The decision amounts to a stunning loss for Makan Delrahim, President Trump’s chief antitrust regulator. The Justice Department had not lost an antitrust case since 2004, and since the Nixon administration, the agency had not challenged in court a so-called vertical deal, in which companies in different lines of businesses seek to merge. In a statement, Delrahim said he was “disappointed” in the ruling, saying that his division would “consider next steps in light of our commitment to preserving competition.”

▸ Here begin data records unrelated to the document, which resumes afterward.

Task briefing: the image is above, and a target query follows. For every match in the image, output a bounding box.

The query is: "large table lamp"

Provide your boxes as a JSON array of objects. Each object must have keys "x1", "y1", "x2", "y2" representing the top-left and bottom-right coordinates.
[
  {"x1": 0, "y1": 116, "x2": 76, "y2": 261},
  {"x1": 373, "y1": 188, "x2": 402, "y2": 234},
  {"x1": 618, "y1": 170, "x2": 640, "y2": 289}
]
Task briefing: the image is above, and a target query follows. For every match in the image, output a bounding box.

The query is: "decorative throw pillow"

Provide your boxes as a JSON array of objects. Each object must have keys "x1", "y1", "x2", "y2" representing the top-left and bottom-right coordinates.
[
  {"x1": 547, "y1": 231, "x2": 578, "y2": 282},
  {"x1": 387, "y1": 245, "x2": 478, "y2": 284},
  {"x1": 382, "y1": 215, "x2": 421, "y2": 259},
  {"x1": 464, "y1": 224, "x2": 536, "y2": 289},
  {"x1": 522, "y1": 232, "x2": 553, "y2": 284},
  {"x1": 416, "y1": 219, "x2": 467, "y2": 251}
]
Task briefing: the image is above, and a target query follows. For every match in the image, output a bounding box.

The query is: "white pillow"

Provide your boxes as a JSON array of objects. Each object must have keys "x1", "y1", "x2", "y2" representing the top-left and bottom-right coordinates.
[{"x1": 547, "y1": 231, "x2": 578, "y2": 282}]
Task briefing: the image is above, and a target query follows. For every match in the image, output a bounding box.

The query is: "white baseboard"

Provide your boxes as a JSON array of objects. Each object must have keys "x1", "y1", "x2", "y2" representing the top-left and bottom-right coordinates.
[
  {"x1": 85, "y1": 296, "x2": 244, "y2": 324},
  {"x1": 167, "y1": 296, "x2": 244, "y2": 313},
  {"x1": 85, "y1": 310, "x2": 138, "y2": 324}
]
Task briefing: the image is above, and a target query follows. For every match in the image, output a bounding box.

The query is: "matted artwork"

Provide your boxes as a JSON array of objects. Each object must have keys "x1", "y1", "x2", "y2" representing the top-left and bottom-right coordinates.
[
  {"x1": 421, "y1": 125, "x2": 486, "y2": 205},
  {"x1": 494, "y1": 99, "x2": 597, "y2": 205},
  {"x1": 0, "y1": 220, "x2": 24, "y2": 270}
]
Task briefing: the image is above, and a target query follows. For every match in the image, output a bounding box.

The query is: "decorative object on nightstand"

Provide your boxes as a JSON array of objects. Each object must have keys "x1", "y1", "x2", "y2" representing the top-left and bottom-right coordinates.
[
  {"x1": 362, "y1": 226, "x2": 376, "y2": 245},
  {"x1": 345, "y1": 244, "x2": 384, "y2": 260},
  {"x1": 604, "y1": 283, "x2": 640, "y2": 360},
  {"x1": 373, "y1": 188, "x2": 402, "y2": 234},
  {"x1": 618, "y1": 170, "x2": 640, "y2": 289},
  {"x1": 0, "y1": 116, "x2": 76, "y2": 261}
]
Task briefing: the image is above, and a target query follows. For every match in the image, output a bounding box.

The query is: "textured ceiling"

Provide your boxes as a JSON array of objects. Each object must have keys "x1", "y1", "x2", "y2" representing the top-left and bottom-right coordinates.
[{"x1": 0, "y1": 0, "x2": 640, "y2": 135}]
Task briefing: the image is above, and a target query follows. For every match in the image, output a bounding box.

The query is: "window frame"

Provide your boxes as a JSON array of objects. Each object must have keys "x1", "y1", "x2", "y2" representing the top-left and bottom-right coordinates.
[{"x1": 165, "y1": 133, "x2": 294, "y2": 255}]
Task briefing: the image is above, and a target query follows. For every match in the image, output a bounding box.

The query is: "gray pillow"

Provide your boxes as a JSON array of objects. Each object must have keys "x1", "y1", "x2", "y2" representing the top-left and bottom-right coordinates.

Months before Trump nominated him to the Justice Department’s leading antitrust position in 2017, Delrahim even had expressed an openness to the combination of AT&T and Time Warner, predicting in an interview on Canadian television that it might not trigger any regulatory concerns. Trump, however, repeatedly blasted the merger, due in no small part to his opposition to CNN, which is owned by Time Warner. Delrahim maintained that he had not been instructed by the White House as to how to handle the transaction.
The White House did not respond to a request for comment.
The Federal Trade Commission, the government’s other antitrust agency, steered clear of an extensive examination of another vertical merger when Amazon.com sought to buy national grocery chain Whole Foods in 2017. (Amazon chief executive Jeffrey P. Bezos owns The Washington Post.) The Justice Department is handling CVS’s vertical merger with Aetna, a deal many analysts now expect to pass scrutiny.
But the Justice Department’s loss could spread to other types of mergers, such as when companies try to gobble up competitors in the same sector – transactions known as horizontal deals. A looming example is the pending merger of Sprint and T-Mobile, a $26 billion combination of the country’s third and fourth-largest wireless companies.
These firms have argued since announcing the deal in April that the only way they can build out the next generation of wireless networks, and keep the industry competitive, is if they combine forces. A person familiar with Sprint and T-Mobile’s thinking, though not authorized to speak on the record, indicated the companies planned to point to AT&T’s victory as they seek to sell their merger over the coming months to antitrust regulators.
“That will really force AT&T and Verizon to have to work harder,” the person said of the merger. “It will allow T-Mobile to compete in spaces or sectors that they really haven’t done so today. That faster broadband, that faster wireless network, will be a realistic alternative for delivering content that T-Mobile can’t do today.”
Correction: A previous version of this story incorrectly said the FTC is handling CVS's merger with Aetna. The Justice Department is overseeing that deal.